Obama's Solyndra scandal reeks of the Chicago Way
Those of us from Chicago know exactly what the Solyndra scandal smells like. And It doesn't smell fresh and green.
September 18, 2011|John Kass
The Solyndra scandal cost at least a half-billion public dollars. It is plaguing President Barack Obama. And it's being billed as a Washington story.
But back in Obama's political hometown, those of us familiar with the Chicago Way can see something else in Solyndra — something that the Washington crowd calls "optics." In fact, it's not just a Washington saga — it has all the elements of a Chicago City Hall story, except with more zeros.
The FBI is investigating what happened with Solyndra, a solar panel company that got a $535 million government-backed loan with the help of the Obama White House over the objections of federal budget analysts.
Obama and Vice President Joe Biden got a nice photo op. They got to make speeches about being "green." But then Solyndra went bankrupt. Americans lost jobs. Taxpayers got stuck with the bill. And members of Congress are now in high dudgeon and making speeches.
Federal investigators want to know what role political fundraising played in the guarantee of the questionable loan. Washington bureaucrats warned the deal was lousy. And White House spokesmen flail desperately, like weakened victims in a cheesy vampire movie.
So forget optics. What about smell? It smells bad, and it's going to smell worse.
Or, did you really believe it when the White House mouthpieces — who are also Chicago City Hall mouthpieces — promised they were bringing a new kind of politics to Washington?
This is not a new kind of politics. It's the old kind. The Chicago kind.
And now the Tribune Washington Bureau has reported that the U.S. Department of Energy employee who helped monitor the Solyndra loan guarantee was one of Obama's top fundraisers.
Fundraising? Contracts? Imagine that.
Steve Spinner was the Obama administration official in charge of handing out billions and billions of tax dollars to "green" energy deals. According to the Tribune story, Spinner the other day invited Obama's national political finance committee to a meeting in Chicago.
The name of the Obama fundraising initiative?
"Technology for Obama."
The idea of the Obama fundraisers getting together, talking "green," and perhaps offering taxpayer loan guarantees to insider businesses in the interest of helping the environment — it all seems rather fresh.
Like a mountain meadow.
Until you realize it's the same old politics, the same kind practiced in Washington and Chicago and anywhere else where appetites are satisfied by politicians. When the government picks winners and losers, who's the loser? Just look in the mirror, hold that thought, and tell me later.

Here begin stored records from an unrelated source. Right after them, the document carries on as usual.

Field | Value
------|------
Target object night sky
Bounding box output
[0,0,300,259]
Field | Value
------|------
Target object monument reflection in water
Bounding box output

Republicans are hoping to hang this around Obama's political neck, and they're doing a good job of it now because his approval ratings are low and the jobless numbers are abysmal and the Democrats are in full killer-rabbit panic. But there have been Republican national scandals, too, and they're always ridiculously and depressingly similar.
At least in Illinois our scandals are quite ecumenical, with Republicans eager to help Democrats steal whatever they can grab.
In Solyndra, like any proper City Hall political scandal, there are similar archetypes.
There are the guys who count. The guys who bring the cash. They count because they do the counting. They have leverage. They're always there at the fundraisers. And so they're the ones who are allowed to gorge at the public trough.
The bureaucrats are the fulcrum so the guys with the leverage can lift great weight without too much effort. And while they might whine privately among themselves, they don't hold news conferences to blow the whistle.
They keep their mouths shut until the deal is done. If anyone gets caught and the problem becomes public, at least they've got email to cover their behinds. And they're doing a good job covering.
But there's one group that doesn't get their behinds covered.
Instead, their behinds are right out there, suspended foolishly, and waiting to get kicked.
We're the taxpayers — in Illinois we call ourselves chumbolones because we're the ones who stupidly end up covering all the losses. As in the Solyndra mess.
It's the Chicago Way, but instead of a paving or trucking contract, it's a "green" solar panel contract. The company received a $535 million loan.
"The optics of a Solyndra default will be bad," according to a Jan. 31 email from an Office of Management and Budget staffer printed in the Washington Post. "If Solyndra defaults down the road, the optics will arguably be worse later than they would be today. … In addition, the timing will likely coincide with the 2012 campaign season heating up."
I love the use of "optics." It's one of those bloodless words finding favor these days.
"Optics" suggests bureaucrats might think in terms of symbolism, political hieroglyphs, in grand vistas, rather than in hard numbers, like the $535,000,000 that went poof.
But it's not their money, is it? It's ours.
So this is not about Washington optics after all. The Solyndra scandal is about the Washington smell of things.
Those of us from Chicago know exactly what it smells like. And It doesn't smell fresh and green.